Play notes: I've been quiet a while. Life has been intense since Dad died. Mom has been hospitalized three times with what we in the family suspect might be Broken Heart Syndrome. But this week she got her first hug since last April, from a staffer in her elder care community. Oh, that was great medicine! And I knew, hearing her tell the story, that I needed to write a poem about it. May you enjoy your first safe hug soon.

Looking Up

     Before the Great Conjunction of Jupiter and Saturn
     December 21, 2020

Bright as stars
the distant friends
travel low
across the sky,
creeping toward
each other
by slow degrees,
as if centuries
of wandering alone
through empty space
have made them shy
to meet again.
The moon conceals
a knowing smile
to see them
drawing near,
while here
we pause,
look up
through night,
crowds of
lonely silhouettes
hoping for
a cloudless view,
to watch
the tiny lights align—
this, we pray,
a great celestial sign
that one day soon
we will reunite
with those
whose touch
we miss,
so far away,
in separate orbits.

Play notes: I drafted this in December around the time of the Great Conjunction. Due to atmospheric conditions where I live, I couldn't see it. Hope you did!


            for my father

The night before you died
I dreamed a wooden ladder
rose straight into the sky,
propped against only a wall of air
yet sturdy on its feet, like you
in that faded old photo, tall and lean,
knee-high in a field of ripening beans.

I wasn’t with you at the end
but I know that when you left your bed
you mounted that ladder, young again,
body light and nimble, clambering up
the rungs worn smooth by shoes
and stained from use like wooden spoons.
After a few uncertain steps,
your long legs took them two at a time,
a rapturous climb to glory,
up past the crowns of maples and oaks,
up past the tops of barns and silos,
up past the soaring vultures and hawks,
up through the thin cool veil of clouds.
Now and then on your way to the stars
I see you pause upon that ladder,
look down from the heavens,
not to gauge how far you’ve come
but to gaze with love on what you loved.

Play notes: My father, Lynn Allen Cole, died of COVID-19 on January 3, 2021. I started this poem the next day, based on a dream I had the night before he passed. (Dad, I know you didn't much like poetry unless it had to do with farming.
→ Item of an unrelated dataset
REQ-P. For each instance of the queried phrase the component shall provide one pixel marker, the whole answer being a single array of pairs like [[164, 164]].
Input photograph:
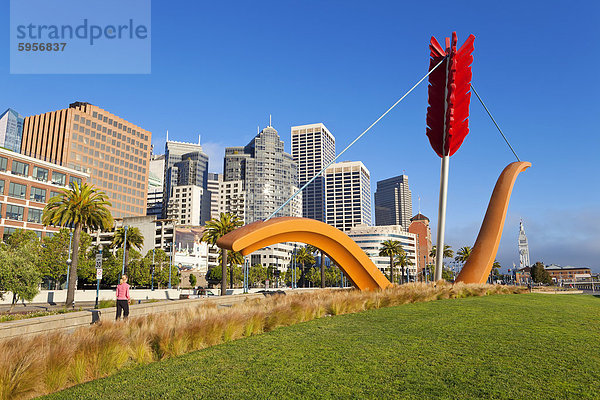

Maybe you can tolerate this one?)


            for my father

Hanging up
from the call
I set to cleaning
the floor,
the sink,
the counters,
the fridge,
as if the grim
I heard
were grime
I could
scour away,
a pail of
dirty water
I could
pour down
the drain.
You were
father to
fields and barns,
too much
a man
to spend time
in a kitchen.
Yet for all
my scrubbing
this is where
the stubborn stain
of your suffering

Play notes: My father was diagnosed with COVID-19 on Christmas Eve. He is now under hospice care. Love you, Dad.